Comment by energy123

1 day ago

I find the hardest thing is explaining what you want to the LLM. Even when you think you've done it well, you probably haven't. It's like a genie, take care with what you wish for.

I put great effort into maintaining a markdown file with my world model (usecases x principles x requirements x ...) pertaining to the project, with every guardrail tightened as much as possible, and every ambiguity and interaction with the user or wider world explained. This situates the project in all applicable contexts. That 15k token file goes into every prompt.

> It's like a genie, take care with what you wish for.

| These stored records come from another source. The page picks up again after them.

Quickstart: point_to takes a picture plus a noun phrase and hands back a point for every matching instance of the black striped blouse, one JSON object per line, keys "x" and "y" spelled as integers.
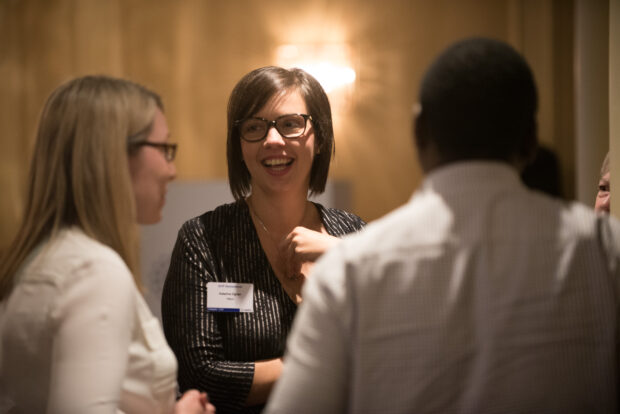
{"x": 216, "y": 350}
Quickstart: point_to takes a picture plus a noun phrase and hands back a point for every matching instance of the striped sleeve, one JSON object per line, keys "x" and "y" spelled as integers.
{"x": 193, "y": 333}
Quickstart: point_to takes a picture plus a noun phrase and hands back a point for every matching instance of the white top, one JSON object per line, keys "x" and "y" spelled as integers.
{"x": 77, "y": 336}
{"x": 478, "y": 296}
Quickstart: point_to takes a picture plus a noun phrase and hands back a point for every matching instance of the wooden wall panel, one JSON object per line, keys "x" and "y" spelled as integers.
{"x": 193, "y": 52}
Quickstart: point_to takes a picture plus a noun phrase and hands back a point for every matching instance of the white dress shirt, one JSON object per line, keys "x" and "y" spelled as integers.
{"x": 77, "y": 336}
{"x": 478, "y": 296}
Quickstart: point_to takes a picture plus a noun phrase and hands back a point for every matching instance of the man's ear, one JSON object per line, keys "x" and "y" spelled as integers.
{"x": 529, "y": 145}
{"x": 420, "y": 129}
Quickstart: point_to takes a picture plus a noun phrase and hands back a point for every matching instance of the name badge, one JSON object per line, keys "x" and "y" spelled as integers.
{"x": 230, "y": 297}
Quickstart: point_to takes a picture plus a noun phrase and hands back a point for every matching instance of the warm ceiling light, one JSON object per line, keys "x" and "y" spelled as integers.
{"x": 328, "y": 63}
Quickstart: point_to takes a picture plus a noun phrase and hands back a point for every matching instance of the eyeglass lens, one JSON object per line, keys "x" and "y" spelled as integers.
{"x": 289, "y": 126}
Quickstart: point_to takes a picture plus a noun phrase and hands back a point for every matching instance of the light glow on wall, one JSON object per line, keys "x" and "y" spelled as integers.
{"x": 330, "y": 64}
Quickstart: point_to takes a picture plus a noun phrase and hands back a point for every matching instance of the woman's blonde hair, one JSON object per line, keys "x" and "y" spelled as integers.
{"x": 79, "y": 173}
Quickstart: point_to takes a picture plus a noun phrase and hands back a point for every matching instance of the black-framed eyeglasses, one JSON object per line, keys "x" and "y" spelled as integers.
{"x": 288, "y": 126}
{"x": 169, "y": 150}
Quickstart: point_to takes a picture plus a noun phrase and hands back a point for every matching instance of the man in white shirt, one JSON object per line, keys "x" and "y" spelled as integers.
{"x": 478, "y": 295}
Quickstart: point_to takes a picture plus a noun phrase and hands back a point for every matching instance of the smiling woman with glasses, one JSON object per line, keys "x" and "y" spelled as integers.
{"x": 260, "y": 248}
{"x": 288, "y": 126}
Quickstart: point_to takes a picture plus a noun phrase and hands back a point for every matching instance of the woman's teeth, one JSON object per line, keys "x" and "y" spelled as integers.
{"x": 277, "y": 162}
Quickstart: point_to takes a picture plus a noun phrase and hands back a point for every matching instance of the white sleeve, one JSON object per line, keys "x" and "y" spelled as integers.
{"x": 315, "y": 377}
{"x": 94, "y": 318}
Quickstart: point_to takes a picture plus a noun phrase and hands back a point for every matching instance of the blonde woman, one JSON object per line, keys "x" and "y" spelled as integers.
{"x": 76, "y": 334}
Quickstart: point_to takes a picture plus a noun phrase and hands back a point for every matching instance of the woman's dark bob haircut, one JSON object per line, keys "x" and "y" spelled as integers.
{"x": 251, "y": 93}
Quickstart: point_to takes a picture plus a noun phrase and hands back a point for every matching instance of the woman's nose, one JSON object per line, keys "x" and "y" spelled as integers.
{"x": 273, "y": 137}
{"x": 172, "y": 171}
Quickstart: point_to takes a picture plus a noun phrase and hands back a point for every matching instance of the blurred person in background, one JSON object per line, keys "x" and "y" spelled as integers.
{"x": 603, "y": 196}
{"x": 477, "y": 296}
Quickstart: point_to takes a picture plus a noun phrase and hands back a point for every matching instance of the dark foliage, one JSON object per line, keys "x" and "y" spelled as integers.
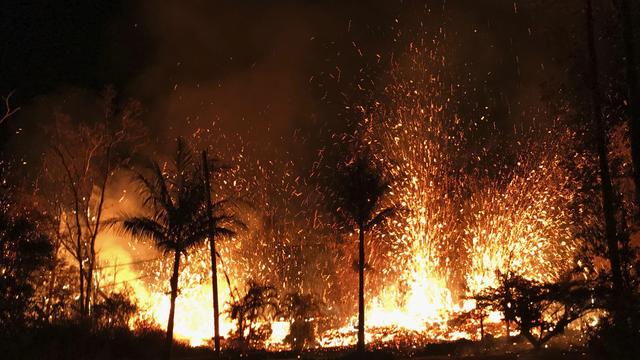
{"x": 253, "y": 314}
{"x": 301, "y": 309}
{"x": 24, "y": 252}
{"x": 540, "y": 311}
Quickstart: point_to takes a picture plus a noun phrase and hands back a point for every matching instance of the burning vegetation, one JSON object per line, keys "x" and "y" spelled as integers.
{"x": 417, "y": 226}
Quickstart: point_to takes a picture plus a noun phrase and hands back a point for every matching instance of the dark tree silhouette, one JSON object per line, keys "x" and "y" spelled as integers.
{"x": 540, "y": 311}
{"x": 301, "y": 309}
{"x": 626, "y": 13}
{"x": 24, "y": 251}
{"x": 360, "y": 188}
{"x": 258, "y": 304}
{"x": 220, "y": 224}
{"x": 177, "y": 215}
{"x": 600, "y": 136}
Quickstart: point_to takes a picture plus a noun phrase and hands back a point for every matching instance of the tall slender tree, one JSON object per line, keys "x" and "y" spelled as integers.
{"x": 360, "y": 188}
{"x": 626, "y": 13}
{"x": 175, "y": 201}
{"x": 219, "y": 224}
{"x": 608, "y": 198}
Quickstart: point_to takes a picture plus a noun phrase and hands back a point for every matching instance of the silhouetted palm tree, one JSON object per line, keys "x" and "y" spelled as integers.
{"x": 360, "y": 188}
{"x": 221, "y": 224}
{"x": 176, "y": 203}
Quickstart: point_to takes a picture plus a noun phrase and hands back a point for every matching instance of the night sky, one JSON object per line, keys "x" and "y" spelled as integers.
{"x": 274, "y": 71}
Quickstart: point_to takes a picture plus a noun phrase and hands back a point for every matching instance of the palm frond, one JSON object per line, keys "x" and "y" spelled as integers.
{"x": 147, "y": 227}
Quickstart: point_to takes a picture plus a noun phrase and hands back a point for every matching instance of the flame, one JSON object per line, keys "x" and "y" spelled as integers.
{"x": 457, "y": 228}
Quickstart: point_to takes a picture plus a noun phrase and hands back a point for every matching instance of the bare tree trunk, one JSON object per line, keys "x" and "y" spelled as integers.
{"x": 212, "y": 248}
{"x": 94, "y": 232}
{"x": 172, "y": 307}
{"x": 634, "y": 93}
{"x": 361, "y": 289}
{"x": 603, "y": 161}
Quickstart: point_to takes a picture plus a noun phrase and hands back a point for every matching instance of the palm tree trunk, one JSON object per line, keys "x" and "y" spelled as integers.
{"x": 634, "y": 92}
{"x": 172, "y": 307}
{"x": 361, "y": 289}
{"x": 214, "y": 270}
{"x": 605, "y": 177}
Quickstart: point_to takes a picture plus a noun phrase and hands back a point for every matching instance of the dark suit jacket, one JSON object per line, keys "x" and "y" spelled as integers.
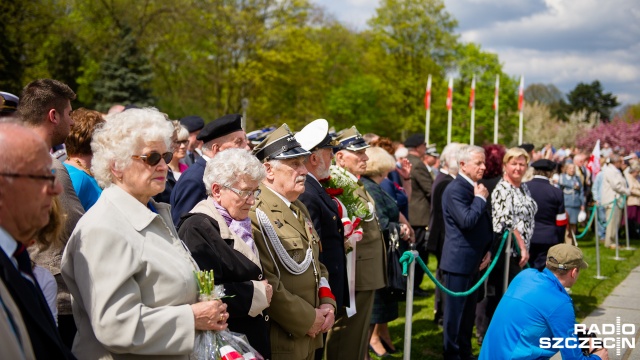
{"x": 35, "y": 312}
{"x": 468, "y": 229}
{"x": 436, "y": 226}
{"x": 328, "y": 225}
{"x": 189, "y": 190}
{"x": 420, "y": 201}
{"x": 214, "y": 247}
{"x": 550, "y": 202}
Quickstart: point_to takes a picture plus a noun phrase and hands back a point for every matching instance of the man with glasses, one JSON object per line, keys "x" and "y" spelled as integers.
{"x": 27, "y": 188}
{"x": 302, "y": 307}
{"x": 45, "y": 107}
{"x": 326, "y": 219}
{"x": 220, "y": 134}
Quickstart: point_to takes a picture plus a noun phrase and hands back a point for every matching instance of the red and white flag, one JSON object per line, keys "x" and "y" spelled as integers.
{"x": 450, "y": 94}
{"x": 594, "y": 160}
{"x": 495, "y": 98}
{"x": 427, "y": 96}
{"x": 521, "y": 93}
{"x": 472, "y": 96}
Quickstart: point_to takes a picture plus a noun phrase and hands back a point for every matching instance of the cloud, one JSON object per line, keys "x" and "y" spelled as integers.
{"x": 562, "y": 42}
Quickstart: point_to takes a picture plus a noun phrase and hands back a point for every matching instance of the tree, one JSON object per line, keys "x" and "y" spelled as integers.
{"x": 591, "y": 97}
{"x": 125, "y": 76}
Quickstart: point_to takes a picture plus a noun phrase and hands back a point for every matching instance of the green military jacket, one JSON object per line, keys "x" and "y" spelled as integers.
{"x": 371, "y": 255}
{"x": 295, "y": 297}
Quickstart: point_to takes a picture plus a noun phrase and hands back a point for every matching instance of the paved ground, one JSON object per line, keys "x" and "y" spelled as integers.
{"x": 623, "y": 302}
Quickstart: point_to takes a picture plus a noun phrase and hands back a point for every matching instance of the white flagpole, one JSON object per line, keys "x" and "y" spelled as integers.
{"x": 449, "y": 107}
{"x": 472, "y": 104}
{"x": 427, "y": 105}
{"x": 495, "y": 107}
{"x": 521, "y": 109}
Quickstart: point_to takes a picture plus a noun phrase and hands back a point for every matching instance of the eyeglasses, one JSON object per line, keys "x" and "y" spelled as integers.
{"x": 50, "y": 178}
{"x": 244, "y": 194}
{"x": 153, "y": 158}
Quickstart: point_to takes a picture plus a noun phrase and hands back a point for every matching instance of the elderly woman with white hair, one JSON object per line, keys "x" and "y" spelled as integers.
{"x": 218, "y": 233}
{"x": 130, "y": 277}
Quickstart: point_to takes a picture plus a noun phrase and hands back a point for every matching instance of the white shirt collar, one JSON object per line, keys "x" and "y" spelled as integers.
{"x": 8, "y": 244}
{"x": 467, "y": 178}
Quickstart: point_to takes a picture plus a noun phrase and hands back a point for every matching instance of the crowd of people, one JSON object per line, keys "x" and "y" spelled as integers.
{"x": 101, "y": 237}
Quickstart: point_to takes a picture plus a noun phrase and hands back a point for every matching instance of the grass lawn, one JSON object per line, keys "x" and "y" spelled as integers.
{"x": 587, "y": 294}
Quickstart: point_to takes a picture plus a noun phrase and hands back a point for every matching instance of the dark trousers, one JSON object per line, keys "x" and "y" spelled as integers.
{"x": 421, "y": 246}
{"x": 67, "y": 329}
{"x": 459, "y": 314}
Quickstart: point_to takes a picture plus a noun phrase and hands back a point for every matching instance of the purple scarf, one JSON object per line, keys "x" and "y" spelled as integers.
{"x": 241, "y": 228}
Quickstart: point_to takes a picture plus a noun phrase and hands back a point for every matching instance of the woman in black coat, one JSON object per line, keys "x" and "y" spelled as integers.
{"x": 217, "y": 231}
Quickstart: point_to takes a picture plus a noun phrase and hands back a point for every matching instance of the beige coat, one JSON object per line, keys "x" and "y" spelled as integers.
{"x": 613, "y": 184}
{"x": 10, "y": 347}
{"x": 634, "y": 189}
{"x": 295, "y": 297}
{"x": 131, "y": 281}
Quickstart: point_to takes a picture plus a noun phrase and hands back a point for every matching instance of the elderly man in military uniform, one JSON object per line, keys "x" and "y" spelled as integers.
{"x": 324, "y": 212}
{"x": 302, "y": 307}
{"x": 349, "y": 339}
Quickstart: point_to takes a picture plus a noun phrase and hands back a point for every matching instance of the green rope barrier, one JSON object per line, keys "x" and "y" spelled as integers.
{"x": 586, "y": 228}
{"x": 408, "y": 257}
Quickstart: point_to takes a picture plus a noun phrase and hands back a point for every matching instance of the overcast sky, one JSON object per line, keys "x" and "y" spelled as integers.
{"x": 562, "y": 42}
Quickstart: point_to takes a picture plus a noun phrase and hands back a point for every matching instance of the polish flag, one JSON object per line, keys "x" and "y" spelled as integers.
{"x": 594, "y": 160}
{"x": 495, "y": 98}
{"x": 521, "y": 93}
{"x": 472, "y": 96}
{"x": 450, "y": 94}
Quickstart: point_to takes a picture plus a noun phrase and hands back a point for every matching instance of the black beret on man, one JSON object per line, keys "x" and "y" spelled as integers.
{"x": 220, "y": 127}
{"x": 414, "y": 140}
{"x": 192, "y": 123}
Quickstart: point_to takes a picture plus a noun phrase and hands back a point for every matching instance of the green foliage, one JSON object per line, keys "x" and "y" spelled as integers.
{"x": 591, "y": 97}
{"x": 124, "y": 76}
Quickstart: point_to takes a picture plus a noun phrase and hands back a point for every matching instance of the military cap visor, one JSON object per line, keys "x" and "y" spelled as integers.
{"x": 284, "y": 147}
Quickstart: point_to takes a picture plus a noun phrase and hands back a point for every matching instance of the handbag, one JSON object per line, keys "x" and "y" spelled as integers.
{"x": 396, "y": 282}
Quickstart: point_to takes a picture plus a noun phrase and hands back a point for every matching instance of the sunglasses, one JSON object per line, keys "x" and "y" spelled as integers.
{"x": 153, "y": 158}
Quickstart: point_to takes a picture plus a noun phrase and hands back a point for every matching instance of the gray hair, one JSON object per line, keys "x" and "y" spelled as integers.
{"x": 122, "y": 136}
{"x": 230, "y": 165}
{"x": 448, "y": 156}
{"x": 465, "y": 153}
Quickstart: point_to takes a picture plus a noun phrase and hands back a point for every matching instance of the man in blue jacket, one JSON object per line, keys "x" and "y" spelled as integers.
{"x": 536, "y": 306}
{"x": 468, "y": 237}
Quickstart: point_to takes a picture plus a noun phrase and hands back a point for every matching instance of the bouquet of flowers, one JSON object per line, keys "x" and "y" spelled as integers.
{"x": 342, "y": 189}
{"x": 219, "y": 345}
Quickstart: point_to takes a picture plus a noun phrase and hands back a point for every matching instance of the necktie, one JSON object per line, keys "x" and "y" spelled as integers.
{"x": 24, "y": 262}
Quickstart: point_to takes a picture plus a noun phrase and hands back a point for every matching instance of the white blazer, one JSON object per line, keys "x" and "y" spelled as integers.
{"x": 131, "y": 281}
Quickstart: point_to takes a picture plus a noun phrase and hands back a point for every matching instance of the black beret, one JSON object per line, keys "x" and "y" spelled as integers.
{"x": 220, "y": 127}
{"x": 544, "y": 165}
{"x": 527, "y": 147}
{"x": 192, "y": 123}
{"x": 414, "y": 140}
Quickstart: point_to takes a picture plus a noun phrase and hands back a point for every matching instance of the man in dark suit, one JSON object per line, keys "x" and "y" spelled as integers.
{"x": 551, "y": 218}
{"x": 193, "y": 124}
{"x": 422, "y": 178}
{"x": 435, "y": 242}
{"x": 468, "y": 237}
{"x": 27, "y": 188}
{"x": 220, "y": 134}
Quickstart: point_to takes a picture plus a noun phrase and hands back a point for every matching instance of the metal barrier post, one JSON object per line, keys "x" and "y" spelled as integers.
{"x": 507, "y": 259}
{"x": 408, "y": 315}
{"x": 598, "y": 276}
{"x": 615, "y": 208}
{"x": 626, "y": 227}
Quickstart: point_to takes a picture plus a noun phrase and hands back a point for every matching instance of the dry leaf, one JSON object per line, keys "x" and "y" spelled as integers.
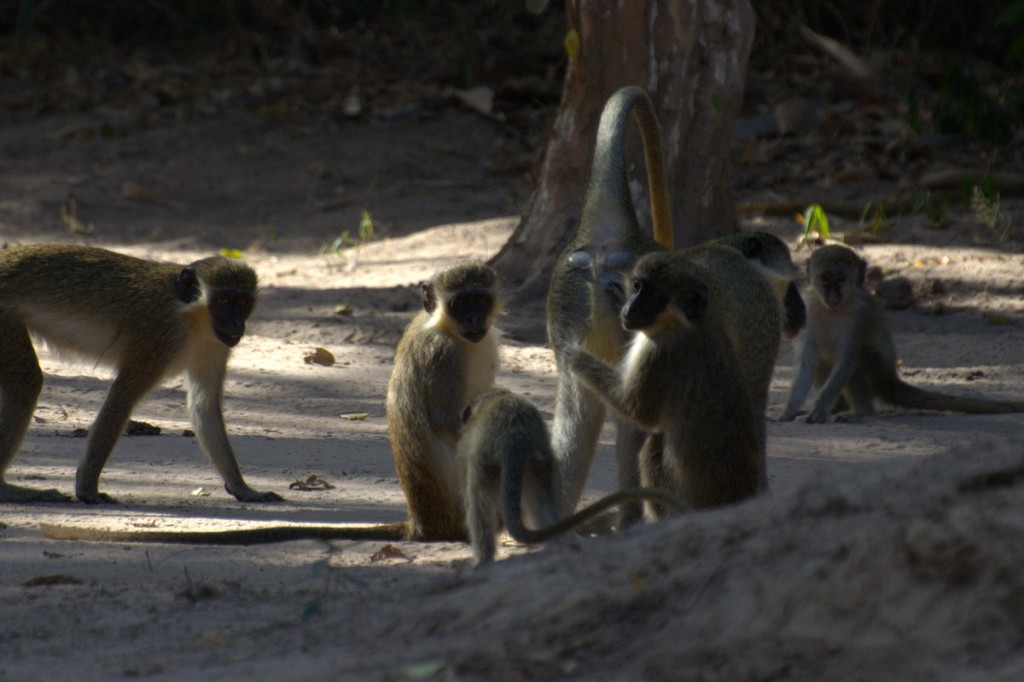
{"x": 136, "y": 193}
{"x": 389, "y": 551}
{"x": 312, "y": 482}
{"x": 998, "y": 318}
{"x": 58, "y": 579}
{"x": 320, "y": 356}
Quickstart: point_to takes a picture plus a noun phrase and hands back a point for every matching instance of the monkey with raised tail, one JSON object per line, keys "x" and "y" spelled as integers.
{"x": 148, "y": 321}
{"x": 681, "y": 381}
{"x": 509, "y": 468}
{"x": 586, "y": 291}
{"x": 446, "y": 356}
{"x": 848, "y": 349}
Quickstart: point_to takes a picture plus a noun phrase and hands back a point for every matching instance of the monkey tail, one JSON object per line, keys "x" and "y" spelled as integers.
{"x": 896, "y": 391}
{"x": 609, "y": 166}
{"x": 519, "y": 531}
{"x": 260, "y": 536}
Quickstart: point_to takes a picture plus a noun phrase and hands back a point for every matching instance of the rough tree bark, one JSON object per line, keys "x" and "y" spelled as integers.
{"x": 691, "y": 57}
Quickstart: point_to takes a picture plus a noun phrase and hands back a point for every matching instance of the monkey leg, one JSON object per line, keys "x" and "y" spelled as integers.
{"x": 205, "y": 402}
{"x": 133, "y": 382}
{"x": 20, "y": 383}
{"x": 576, "y": 429}
{"x": 858, "y": 394}
{"x": 482, "y": 493}
{"x": 629, "y": 440}
{"x": 653, "y": 474}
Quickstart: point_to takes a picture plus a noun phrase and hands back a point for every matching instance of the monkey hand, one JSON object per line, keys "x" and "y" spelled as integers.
{"x": 246, "y": 494}
{"x": 787, "y": 415}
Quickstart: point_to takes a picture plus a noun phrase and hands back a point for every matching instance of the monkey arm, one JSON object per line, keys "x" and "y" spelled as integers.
{"x": 605, "y": 381}
{"x": 846, "y": 355}
{"x": 205, "y": 384}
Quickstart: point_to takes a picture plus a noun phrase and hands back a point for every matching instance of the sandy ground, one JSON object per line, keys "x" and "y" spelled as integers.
{"x": 886, "y": 549}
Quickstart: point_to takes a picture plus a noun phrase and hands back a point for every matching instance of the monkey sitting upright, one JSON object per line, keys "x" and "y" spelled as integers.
{"x": 773, "y": 259}
{"x": 150, "y": 321}
{"x": 446, "y": 356}
{"x": 509, "y": 472}
{"x": 848, "y": 349}
{"x": 681, "y": 381}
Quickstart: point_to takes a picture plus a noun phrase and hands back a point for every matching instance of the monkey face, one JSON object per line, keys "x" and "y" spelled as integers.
{"x": 653, "y": 307}
{"x": 830, "y": 286}
{"x": 471, "y": 309}
{"x": 229, "y": 308}
{"x": 646, "y": 302}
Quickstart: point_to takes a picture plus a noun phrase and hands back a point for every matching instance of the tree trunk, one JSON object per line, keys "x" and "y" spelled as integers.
{"x": 691, "y": 56}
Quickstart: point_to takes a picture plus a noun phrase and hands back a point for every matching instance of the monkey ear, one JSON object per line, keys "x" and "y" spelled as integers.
{"x": 429, "y": 301}
{"x": 861, "y": 271}
{"x": 695, "y": 302}
{"x": 186, "y": 286}
{"x": 751, "y": 247}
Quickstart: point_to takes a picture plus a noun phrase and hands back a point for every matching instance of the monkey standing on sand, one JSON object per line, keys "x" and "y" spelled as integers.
{"x": 770, "y": 255}
{"x": 848, "y": 349}
{"x": 586, "y": 291}
{"x": 446, "y": 356}
{"x": 150, "y": 321}
{"x": 506, "y": 458}
{"x": 682, "y": 381}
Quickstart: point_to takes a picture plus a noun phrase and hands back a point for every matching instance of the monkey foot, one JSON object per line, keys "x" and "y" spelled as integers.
{"x": 10, "y": 493}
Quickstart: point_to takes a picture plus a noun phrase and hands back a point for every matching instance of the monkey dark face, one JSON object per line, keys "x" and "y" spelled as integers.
{"x": 832, "y": 286}
{"x": 186, "y": 286}
{"x": 796, "y": 311}
{"x": 471, "y": 310}
{"x": 229, "y": 308}
{"x": 649, "y": 301}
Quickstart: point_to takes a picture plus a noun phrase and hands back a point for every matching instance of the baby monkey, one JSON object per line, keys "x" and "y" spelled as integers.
{"x": 848, "y": 349}
{"x": 509, "y": 471}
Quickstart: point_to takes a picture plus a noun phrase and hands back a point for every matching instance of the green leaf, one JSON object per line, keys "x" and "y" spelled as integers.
{"x": 815, "y": 220}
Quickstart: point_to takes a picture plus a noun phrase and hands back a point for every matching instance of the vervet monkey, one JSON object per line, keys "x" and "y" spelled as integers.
{"x": 586, "y": 291}
{"x": 848, "y": 348}
{"x": 774, "y": 260}
{"x": 509, "y": 470}
{"x": 681, "y": 380}
{"x": 446, "y": 356}
{"x": 148, "y": 321}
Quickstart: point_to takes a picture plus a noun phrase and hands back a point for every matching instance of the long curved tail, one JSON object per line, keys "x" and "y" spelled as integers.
{"x": 512, "y": 511}
{"x": 897, "y": 391}
{"x": 608, "y": 180}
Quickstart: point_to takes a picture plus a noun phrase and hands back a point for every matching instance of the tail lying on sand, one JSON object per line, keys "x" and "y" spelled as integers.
{"x": 901, "y": 393}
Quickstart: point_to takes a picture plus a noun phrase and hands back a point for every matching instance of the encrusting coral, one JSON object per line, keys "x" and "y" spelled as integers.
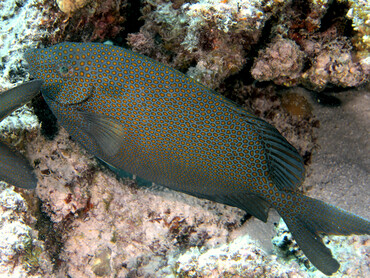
{"x": 108, "y": 223}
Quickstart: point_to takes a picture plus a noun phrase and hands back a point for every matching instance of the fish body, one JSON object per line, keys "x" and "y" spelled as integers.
{"x": 14, "y": 168}
{"x": 150, "y": 120}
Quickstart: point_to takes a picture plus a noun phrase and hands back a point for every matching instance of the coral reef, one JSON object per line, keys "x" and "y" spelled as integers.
{"x": 18, "y": 241}
{"x": 334, "y": 64}
{"x": 20, "y": 22}
{"x": 210, "y": 39}
{"x": 122, "y": 230}
{"x": 343, "y": 248}
{"x": 83, "y": 20}
{"x": 359, "y": 13}
{"x": 281, "y": 62}
{"x": 112, "y": 222}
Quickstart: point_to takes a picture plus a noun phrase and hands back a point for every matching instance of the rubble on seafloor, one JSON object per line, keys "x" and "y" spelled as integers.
{"x": 89, "y": 224}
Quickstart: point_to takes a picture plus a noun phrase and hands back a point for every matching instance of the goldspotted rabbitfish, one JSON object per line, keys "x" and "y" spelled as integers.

I used to be stuck with this thought. But I came across this delightful documentation RAG project and got to chat with the devs. Idea was that people can ask natural language questions and they get shown the relevant chunk of docs for that query. They were effectively pleading to a genie if I understood it right. Worse yet, the genie/LLM model kept updating weekly from the cloud platform they were using.

But the devs were engineers. They had a sample set of docs and sample set of questions that they knew the intended chunk for. So after model updates they ran the system through this test matrix and used it as feedback for tuning the system prompt. They said they had been doing it for a few months with good results, search remaining capable over time despite model changes.

While these agents.md etc. appear to be useful, I'm not sure they're going to be the key for long-term success. Maybe with a model change it becomes much less effective and the previous hours spent on it become wasteful.

I think something more verifiable/strict is going to be the secret sauce for llm agents. Engineering. I have heard claude code has decent scaffolding. Haven't gotten the chance to play with it myself though.

I liked the headline from some time ago that 'what if LLMs are just another piece of technology'?

>I find the hardest thing is explaining what you want to the LLM.

Honestly this isn't that much different then explaining to human programmers. Quite often we assume the programmer is going to automatically figure out the ambiguous things, but commonly it leads to undefined behavior or bugs in the product.

Most of the stuff I do is as a support engineer working directly with the client on identifying bugs, needed features, and short failings in the application. After a few reports I've made going terribly wrong when the feature came out I've learned to overly detailed and concise.

> That 15k token file goes into every prompt.

Same here. Large AGENTS.md file in current project.

Today I started experimenting splitting into smaller SKILL.md files but I'm weary that the agent might mistakenly decide to not load some files.

Do I read correctly that your md file is 15k tokens? how many words is that? that's a lot!

  • 20k words by the 0.75 words/token rule of thumb.

    It's a lot, but for quick projects I don't do this. Only for one important project that I have ownership of for over a year.

    Maintaining this has been worth it. It makes the codebase more stable, it's like the codebase slowly converges to what I want (as defined in the doc) the more inferences I run, rather than becoming spaghetti.